Local Penitentiary Farms Officially Relaunched

Published on: 2019/08/17 - in News

On Thursday, the Parliamentary Secretary to the Minister of Public Safety and Emergency Preparedness, Karen McCrimmon, officially relaunched the Correctional Service of Canada’s (CSC) farm employment program at Joyceville and Collins Bay Institutions. Closed in 2010, the program has been renewed with additional technical skills certifications and community partnerships.

The announcement took place at Collins Bay Institution, where McCrimmon also provided an update on the implementation of operations, including the beginning of building the dairy cow herd.

“I am extremely pleased with the work of staff members, volunteers, the advisory panel, community organizations and offenders to reinstate farm operations,” said McCrimmon. “For people in custody, the farms develop empathy and provide transferable skills that support their employability, their reintegration into society and ultimately, the safety of our communities.”

Mark Gerretsen, Member of Parliament for Kingston and the Islands, was also on hand at the announcement.

“I am thankful for this opportunity for Karen McCrimmon, Parliamentary Secretary to the Minister of Public Safety, and Anne Kelly, Commissioner of the Correctional Service of Canada, to visit the Collins Bay Penitentiary Farm to see first-hand the re-launching of the prison farms,” Gerretsen said. “This re-launch which would not have been possible without the hard work and perseverance of many Kingstonians. It is important for government officials to fully understand and appreciate the value of these farming operations for inmates, the institution and the wider community.”
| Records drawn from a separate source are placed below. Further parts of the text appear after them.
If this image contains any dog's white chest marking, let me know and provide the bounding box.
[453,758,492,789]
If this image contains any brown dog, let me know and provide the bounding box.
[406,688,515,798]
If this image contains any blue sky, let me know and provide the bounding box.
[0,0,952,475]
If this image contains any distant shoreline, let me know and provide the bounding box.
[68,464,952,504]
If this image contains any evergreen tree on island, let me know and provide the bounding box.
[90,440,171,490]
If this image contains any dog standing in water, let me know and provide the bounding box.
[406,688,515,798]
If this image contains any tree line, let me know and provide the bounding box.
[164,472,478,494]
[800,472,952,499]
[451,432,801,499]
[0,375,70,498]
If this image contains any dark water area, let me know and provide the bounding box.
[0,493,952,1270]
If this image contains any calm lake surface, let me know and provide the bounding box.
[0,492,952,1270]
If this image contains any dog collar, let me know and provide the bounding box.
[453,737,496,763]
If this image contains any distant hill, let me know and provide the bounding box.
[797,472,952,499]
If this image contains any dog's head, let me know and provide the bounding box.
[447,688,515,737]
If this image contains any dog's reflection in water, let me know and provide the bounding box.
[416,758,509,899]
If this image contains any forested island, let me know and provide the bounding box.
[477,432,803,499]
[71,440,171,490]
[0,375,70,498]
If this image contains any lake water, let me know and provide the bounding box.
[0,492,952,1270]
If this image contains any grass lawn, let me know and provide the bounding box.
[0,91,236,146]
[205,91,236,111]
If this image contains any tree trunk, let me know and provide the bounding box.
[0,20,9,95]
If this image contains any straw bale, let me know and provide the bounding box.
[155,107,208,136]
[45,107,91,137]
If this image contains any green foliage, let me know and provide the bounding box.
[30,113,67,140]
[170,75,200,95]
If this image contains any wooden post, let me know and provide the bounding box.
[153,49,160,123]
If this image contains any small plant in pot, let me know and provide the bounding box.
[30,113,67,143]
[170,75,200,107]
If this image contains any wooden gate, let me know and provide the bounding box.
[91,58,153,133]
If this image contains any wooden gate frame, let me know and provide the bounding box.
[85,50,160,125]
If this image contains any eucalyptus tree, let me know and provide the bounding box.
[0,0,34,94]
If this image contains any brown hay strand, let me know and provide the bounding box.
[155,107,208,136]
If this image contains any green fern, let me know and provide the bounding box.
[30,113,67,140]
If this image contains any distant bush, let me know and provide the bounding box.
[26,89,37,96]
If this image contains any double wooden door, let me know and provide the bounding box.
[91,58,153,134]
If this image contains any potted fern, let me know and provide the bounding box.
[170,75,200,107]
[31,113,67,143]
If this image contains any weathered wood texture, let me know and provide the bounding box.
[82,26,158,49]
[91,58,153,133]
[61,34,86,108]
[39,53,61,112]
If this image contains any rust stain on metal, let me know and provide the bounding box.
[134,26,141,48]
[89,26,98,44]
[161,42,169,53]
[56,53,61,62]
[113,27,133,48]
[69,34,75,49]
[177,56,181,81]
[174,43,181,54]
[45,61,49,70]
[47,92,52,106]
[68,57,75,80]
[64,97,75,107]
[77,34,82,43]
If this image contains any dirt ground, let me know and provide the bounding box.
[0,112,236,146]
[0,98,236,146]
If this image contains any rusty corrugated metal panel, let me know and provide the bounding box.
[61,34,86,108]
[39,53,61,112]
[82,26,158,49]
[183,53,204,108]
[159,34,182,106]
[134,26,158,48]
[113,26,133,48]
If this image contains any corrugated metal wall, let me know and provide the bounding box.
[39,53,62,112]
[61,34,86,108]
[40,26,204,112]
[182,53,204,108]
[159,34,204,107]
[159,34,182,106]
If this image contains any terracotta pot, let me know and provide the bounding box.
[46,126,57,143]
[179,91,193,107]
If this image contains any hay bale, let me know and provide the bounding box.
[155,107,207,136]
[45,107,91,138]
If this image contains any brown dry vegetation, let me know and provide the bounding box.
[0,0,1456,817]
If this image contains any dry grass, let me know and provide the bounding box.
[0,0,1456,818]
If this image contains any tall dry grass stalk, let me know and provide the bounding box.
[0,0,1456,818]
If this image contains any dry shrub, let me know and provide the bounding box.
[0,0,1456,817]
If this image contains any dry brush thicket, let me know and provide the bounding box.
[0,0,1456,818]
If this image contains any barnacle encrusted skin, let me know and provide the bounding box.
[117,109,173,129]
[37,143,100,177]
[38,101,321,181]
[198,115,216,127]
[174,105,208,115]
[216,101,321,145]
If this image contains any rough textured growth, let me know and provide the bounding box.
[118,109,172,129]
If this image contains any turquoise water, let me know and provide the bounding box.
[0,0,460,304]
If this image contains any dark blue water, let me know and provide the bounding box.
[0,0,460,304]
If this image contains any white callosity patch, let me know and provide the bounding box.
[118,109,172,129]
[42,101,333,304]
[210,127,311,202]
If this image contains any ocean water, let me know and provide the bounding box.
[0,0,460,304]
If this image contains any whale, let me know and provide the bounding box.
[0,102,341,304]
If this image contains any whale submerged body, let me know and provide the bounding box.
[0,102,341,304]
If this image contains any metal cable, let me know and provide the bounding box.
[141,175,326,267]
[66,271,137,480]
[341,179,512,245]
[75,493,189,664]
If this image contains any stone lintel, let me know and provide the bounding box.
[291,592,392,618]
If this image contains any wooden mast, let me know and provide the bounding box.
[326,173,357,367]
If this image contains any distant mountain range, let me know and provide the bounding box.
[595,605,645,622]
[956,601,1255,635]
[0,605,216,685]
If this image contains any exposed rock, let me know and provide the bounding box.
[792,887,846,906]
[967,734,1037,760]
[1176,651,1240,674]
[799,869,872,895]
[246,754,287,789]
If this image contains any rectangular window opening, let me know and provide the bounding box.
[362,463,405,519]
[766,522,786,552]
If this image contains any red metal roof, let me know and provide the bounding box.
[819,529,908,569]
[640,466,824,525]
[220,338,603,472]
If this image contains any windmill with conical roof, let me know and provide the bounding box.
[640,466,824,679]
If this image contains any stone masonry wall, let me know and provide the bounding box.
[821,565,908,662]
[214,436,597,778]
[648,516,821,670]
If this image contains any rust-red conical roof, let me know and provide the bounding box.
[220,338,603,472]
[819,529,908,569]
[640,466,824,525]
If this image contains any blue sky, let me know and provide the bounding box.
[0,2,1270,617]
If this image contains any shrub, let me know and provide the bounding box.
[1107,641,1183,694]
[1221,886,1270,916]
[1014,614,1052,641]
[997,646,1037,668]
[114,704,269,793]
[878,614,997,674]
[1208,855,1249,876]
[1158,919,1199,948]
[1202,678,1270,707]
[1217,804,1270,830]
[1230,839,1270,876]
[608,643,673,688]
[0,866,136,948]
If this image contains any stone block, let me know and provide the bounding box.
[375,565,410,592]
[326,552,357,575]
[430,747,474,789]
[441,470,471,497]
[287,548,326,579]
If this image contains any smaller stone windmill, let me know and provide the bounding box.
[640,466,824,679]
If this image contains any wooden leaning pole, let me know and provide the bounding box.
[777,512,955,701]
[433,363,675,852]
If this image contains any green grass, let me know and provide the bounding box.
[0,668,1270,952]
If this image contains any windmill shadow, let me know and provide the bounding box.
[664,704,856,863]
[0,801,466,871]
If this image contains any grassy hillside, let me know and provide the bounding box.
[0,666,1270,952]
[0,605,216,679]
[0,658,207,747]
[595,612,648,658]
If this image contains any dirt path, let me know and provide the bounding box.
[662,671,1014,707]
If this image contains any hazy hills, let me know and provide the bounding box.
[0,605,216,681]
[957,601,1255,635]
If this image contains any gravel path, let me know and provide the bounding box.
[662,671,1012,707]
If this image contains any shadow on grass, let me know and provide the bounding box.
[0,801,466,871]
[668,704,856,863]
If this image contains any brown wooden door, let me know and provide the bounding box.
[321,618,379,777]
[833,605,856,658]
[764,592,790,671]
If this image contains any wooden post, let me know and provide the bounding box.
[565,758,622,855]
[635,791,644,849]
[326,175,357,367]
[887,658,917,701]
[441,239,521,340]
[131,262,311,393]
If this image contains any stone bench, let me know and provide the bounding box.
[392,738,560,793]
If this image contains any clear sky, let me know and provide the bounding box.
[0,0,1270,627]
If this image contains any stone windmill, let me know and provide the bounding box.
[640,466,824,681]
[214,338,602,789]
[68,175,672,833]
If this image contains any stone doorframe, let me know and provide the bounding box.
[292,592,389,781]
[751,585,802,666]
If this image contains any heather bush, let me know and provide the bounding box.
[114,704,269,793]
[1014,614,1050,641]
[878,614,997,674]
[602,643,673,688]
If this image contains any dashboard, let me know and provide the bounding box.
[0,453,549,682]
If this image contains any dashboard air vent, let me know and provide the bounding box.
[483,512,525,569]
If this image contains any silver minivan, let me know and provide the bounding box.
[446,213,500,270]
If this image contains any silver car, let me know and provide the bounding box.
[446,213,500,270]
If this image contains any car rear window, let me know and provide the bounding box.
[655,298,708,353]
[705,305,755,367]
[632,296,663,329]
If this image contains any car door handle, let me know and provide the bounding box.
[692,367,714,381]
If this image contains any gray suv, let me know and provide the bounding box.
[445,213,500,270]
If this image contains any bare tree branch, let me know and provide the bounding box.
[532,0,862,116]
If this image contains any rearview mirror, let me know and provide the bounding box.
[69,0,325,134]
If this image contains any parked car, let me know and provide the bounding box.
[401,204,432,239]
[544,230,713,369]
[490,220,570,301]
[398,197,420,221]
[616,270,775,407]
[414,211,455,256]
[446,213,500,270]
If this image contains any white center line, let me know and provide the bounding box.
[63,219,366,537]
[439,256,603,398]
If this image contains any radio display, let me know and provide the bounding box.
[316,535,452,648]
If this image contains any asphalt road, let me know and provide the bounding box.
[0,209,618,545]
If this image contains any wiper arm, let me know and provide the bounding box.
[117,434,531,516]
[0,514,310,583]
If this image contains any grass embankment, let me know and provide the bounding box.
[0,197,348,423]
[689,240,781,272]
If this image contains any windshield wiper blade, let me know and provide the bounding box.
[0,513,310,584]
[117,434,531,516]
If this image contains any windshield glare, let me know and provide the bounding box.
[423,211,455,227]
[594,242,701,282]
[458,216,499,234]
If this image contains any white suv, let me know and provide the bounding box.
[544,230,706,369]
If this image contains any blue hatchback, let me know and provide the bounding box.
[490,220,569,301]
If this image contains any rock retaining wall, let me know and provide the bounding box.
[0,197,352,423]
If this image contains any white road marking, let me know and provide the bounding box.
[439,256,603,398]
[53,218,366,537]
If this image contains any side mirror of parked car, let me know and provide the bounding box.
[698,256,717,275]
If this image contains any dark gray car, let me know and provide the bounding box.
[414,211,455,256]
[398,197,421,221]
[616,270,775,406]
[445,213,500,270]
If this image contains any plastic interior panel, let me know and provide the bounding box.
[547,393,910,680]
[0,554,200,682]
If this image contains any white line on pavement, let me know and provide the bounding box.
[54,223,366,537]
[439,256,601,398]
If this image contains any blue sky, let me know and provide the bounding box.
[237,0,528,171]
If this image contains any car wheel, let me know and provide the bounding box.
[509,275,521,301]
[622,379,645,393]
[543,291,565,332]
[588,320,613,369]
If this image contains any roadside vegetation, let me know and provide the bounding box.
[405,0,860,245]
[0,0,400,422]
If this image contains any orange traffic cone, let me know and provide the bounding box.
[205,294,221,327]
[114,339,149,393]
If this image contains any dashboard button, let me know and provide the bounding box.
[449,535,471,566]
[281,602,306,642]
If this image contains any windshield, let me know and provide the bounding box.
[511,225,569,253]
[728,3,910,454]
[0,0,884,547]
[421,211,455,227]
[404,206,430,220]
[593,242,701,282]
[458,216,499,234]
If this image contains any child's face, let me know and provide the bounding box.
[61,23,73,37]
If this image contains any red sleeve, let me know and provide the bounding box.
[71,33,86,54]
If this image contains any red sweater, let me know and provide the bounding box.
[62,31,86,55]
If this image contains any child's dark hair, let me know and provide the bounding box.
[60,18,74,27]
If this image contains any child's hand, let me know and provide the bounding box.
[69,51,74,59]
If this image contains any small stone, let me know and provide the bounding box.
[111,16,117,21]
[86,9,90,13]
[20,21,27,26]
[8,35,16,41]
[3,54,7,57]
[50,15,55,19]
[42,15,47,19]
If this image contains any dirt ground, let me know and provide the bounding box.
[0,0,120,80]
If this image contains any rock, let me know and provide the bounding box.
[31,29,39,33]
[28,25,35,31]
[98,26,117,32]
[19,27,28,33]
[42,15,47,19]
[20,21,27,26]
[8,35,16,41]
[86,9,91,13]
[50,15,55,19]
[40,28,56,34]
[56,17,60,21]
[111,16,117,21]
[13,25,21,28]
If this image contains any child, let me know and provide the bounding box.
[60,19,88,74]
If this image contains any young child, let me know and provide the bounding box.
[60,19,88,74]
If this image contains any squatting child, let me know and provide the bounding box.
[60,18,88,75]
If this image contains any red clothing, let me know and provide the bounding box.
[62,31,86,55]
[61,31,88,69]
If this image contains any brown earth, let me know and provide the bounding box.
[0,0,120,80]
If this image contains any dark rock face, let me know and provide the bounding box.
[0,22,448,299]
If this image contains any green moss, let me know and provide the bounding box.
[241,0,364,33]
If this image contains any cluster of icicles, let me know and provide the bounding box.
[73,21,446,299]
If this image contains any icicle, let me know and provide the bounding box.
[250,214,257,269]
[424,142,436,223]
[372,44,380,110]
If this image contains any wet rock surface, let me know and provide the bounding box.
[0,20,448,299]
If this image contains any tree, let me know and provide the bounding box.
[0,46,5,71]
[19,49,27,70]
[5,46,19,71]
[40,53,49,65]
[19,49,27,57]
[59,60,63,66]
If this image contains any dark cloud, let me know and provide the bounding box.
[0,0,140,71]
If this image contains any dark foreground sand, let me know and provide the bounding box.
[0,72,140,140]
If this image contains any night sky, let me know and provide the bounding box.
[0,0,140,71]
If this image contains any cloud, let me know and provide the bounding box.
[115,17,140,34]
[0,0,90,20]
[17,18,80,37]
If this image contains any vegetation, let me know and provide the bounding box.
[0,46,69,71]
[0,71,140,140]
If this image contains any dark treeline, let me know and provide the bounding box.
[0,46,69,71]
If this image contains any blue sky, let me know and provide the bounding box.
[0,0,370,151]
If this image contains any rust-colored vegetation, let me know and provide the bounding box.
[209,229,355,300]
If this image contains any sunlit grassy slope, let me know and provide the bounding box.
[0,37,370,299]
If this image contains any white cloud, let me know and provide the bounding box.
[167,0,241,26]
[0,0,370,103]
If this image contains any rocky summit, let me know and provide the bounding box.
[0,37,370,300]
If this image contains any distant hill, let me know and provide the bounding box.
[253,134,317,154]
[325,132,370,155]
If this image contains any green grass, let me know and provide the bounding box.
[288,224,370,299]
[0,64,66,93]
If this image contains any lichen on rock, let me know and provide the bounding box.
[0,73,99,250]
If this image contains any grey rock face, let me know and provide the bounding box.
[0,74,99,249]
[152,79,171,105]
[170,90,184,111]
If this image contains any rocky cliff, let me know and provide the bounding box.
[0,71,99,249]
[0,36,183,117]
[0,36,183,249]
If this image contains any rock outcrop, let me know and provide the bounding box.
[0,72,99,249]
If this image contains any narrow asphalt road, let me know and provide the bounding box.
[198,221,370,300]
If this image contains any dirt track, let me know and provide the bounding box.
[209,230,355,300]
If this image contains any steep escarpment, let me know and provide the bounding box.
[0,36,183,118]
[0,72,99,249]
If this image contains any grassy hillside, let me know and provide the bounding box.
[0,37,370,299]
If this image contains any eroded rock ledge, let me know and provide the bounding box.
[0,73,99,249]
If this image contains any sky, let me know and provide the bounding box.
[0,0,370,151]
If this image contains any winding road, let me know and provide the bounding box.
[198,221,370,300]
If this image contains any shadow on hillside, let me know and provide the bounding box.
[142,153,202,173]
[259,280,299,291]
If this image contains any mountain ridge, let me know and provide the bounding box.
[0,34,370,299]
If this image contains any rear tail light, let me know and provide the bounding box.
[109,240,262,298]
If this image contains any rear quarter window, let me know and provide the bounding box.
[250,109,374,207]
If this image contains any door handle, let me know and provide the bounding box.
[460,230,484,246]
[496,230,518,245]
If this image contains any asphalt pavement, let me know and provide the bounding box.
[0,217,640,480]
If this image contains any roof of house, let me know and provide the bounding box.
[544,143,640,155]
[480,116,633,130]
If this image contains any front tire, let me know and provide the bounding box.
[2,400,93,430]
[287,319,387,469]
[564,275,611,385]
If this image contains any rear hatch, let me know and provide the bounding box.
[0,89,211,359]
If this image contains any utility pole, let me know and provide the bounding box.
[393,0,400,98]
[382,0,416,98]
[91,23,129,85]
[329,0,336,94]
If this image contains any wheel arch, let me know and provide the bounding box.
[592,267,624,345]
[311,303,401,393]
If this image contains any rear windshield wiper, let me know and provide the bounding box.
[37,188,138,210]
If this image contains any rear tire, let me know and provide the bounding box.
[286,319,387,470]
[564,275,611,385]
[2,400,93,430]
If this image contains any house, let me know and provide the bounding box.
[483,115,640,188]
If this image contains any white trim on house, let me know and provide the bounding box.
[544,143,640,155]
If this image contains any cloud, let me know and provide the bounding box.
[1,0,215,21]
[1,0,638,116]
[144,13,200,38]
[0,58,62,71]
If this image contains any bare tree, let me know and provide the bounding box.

Joyceville Institution saw a small herd of stocker (beef) cows introduced there in May and six dairy cows were purchased in June to begin building the herd at Collins Bay Institution. The dairy cow operation will eventually be located at Joyceville Institution, with non-milking livestock at Collins Bay, providing offenders at both institutions the opportunity to work with animals. A dairy goat herd is also planned for 2020.

According to a release: Offenders have been involved in all aspects of implementation, including renovation and construction, a beekeeping initiative, land repair and planting crops. A part of the harvest will be given to the local food bank. They will also be growing a row in these gardens to contribute to fresh food market stands of the Loving Spoonful’s charitable organization in the Kingston community.

“We are very proud of all the progress made over the last year and look forward to seeing the harvest and livestock operations growing,” said Kelly Hartle, the CEO of Correctional Service Canada’s CORCAN rehabilitation program, which manages the farm operations.

“The penitentiary farm program contributes to CSC’s efforts in helping offenders make changes in their lives and rejoin society in a safe and lasting way,” Hartle continued. “We appreciate the hard work, collaboration and commitment of the advisory panel members throughout this consultation process and we look forward to continuing to work with them.”

The reopening of two penitentiary farms at Joyceville and Collins Bay Institutions was announced in July 2018, with funding of $4.3 million over five years from Budget 2018.

Offenders working with the farm will learn diverse employment skills and gain training opportunities that are transferable to a variety of types of employment in the community. The farms will also provide on-the-job training, vocational certification, and employability skills that will support offenders in their reintegration and contribute to greater public safety.